Jerrod Carmichael is letting his feelings about Dave Chappelle‘s attacks against trans people known.
According to Variety, Carmichael talked about his view on Chappelle for GQ, saying that Chappelle’s attacks are now part of Chappelle’s legacy.
“Chappelle, do you know what comes up when you Google your name, bro?” said Carmichael. “That’s the legacy? Your legacy is a bunch of opinions on trans shit? It’s an odd hill to die on. And it’s like, hey, bro. Who the f— are you? Who do you f—? What do you like to do? Childish jokes aside, who the f— are you? But he’s choosing to die on the hill. So, alright, let him.”
Carmichael, whose latest comedy special 'Rothaniel,' is now streaming on HBO Max, also talked about cancel culture, or the lack thereof, saying that comedians (and others) who are busy spreading fear about being cancelled are actually quite okay.

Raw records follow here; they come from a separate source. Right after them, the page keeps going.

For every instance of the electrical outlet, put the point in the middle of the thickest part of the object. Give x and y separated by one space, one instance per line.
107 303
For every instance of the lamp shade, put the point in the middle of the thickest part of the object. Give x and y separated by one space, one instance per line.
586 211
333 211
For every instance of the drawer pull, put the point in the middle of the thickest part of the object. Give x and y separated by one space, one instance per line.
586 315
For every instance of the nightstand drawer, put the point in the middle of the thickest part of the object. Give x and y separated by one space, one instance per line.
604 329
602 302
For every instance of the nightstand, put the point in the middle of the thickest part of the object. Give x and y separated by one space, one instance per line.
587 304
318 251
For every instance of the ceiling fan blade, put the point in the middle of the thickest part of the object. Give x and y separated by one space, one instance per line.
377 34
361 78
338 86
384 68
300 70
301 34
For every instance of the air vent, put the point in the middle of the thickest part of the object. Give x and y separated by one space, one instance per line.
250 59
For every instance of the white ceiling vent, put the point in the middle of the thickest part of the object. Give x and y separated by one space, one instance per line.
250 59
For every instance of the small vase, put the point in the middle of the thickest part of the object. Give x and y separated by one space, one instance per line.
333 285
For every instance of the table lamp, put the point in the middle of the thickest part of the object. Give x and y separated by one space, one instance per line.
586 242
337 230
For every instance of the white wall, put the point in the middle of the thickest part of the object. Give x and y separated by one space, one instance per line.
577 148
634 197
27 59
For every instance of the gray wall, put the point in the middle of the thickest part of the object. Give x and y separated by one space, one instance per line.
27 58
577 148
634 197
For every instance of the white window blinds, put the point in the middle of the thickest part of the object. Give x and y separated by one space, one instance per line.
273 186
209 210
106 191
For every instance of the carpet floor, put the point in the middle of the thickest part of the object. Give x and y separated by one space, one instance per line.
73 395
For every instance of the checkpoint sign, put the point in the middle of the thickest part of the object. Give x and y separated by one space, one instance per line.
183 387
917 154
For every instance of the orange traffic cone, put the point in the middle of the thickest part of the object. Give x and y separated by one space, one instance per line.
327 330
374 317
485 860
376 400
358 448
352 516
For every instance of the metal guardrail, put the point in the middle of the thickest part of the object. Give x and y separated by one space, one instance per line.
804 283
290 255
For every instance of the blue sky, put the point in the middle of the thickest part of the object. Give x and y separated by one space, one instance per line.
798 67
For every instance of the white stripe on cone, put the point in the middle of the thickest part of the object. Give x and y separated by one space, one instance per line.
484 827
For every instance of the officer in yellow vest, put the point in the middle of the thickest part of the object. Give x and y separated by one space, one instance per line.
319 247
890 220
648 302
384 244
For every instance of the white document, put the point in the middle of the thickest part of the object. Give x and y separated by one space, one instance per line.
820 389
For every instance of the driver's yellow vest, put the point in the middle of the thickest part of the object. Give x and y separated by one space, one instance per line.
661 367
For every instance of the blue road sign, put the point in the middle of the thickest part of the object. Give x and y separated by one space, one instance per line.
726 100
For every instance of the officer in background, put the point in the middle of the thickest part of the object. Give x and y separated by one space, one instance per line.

“What does [getting cancelled] mean, that people are mad on Twitter?” he said. “Everybody’s fine. These grown men are fine. I think, a lot of times, people who offer nothing truthful or meaningful about themselves then complain about society at large and create this boogeyman. It’s like, listen, that’s the most urgent thing in your life? God bless you. I’m tired of hearing it.”
Chappelle has, indeed, turned his brand into a single-focused machine for taking on trans viewers and trans people as a whole.
His latest Netflix special, The Closer, explicitly made fun of trans issues and the transgender experience, leading to many Netflix employees to boycott their company for airing and supporting Chappelle. Netflix’s CEO Ted Sarandos declared in May that it “wasn’t hard” for him to support Chappelle’s freedom of speech.
“We’re programming for a lot of diverse people who have different opinions and different tastes and different styles, and yet we’re not making everything for everybody,” he said, according to Deadline. “We want something for everybody, but everything’s not going to be for everybody.”
"…[R]arely do you get the opportunity to put your principles to the test," he continued. "It was an opportunity to take somebody, like in Dave's case, who is, by all measure, the comedian of our generation, the most popular comedian on Netflix for sure. Nobody would say that what he does isn't thoughtful or smart. You just don't agree with him."
However, Carmichael isn’t the only comedian who doesn’t understand why Chappelle’s career has taken this turn. Last December, Cedric The Entertainer commented on Chappelle’s comedy, saying that he will eventually ruin his reputation.
“I think that you just gotta be watching. Once you feel you’re un-cancellable, and you think that that’s what you’re fighting for, that’s the wrong approach to take to say something that you really wanna say,” Cedric The Entertainer said on the Domenick Nati Show. “Not in the sense that ‘Oh, can’t nobody cancel me so Imma say that I wanna say.’ You can find out–people will cancel your a–.”
“He will end up canceling himself if he feels like nobody can cancel him," he continued.
“That’s what happens–you end up getting in people’s head in a way to where they turn you off. And it ain’t so much about everybody else turning you off. It’s people just deciding like ‘Dawg, if you think you’re bigger and better than everybody and you literally start believing that, then people start to go like ‘Well f— you…That’s a slippery slope in the world we live in, and I feel like people are concerned that he’s trying to go over the top right now.”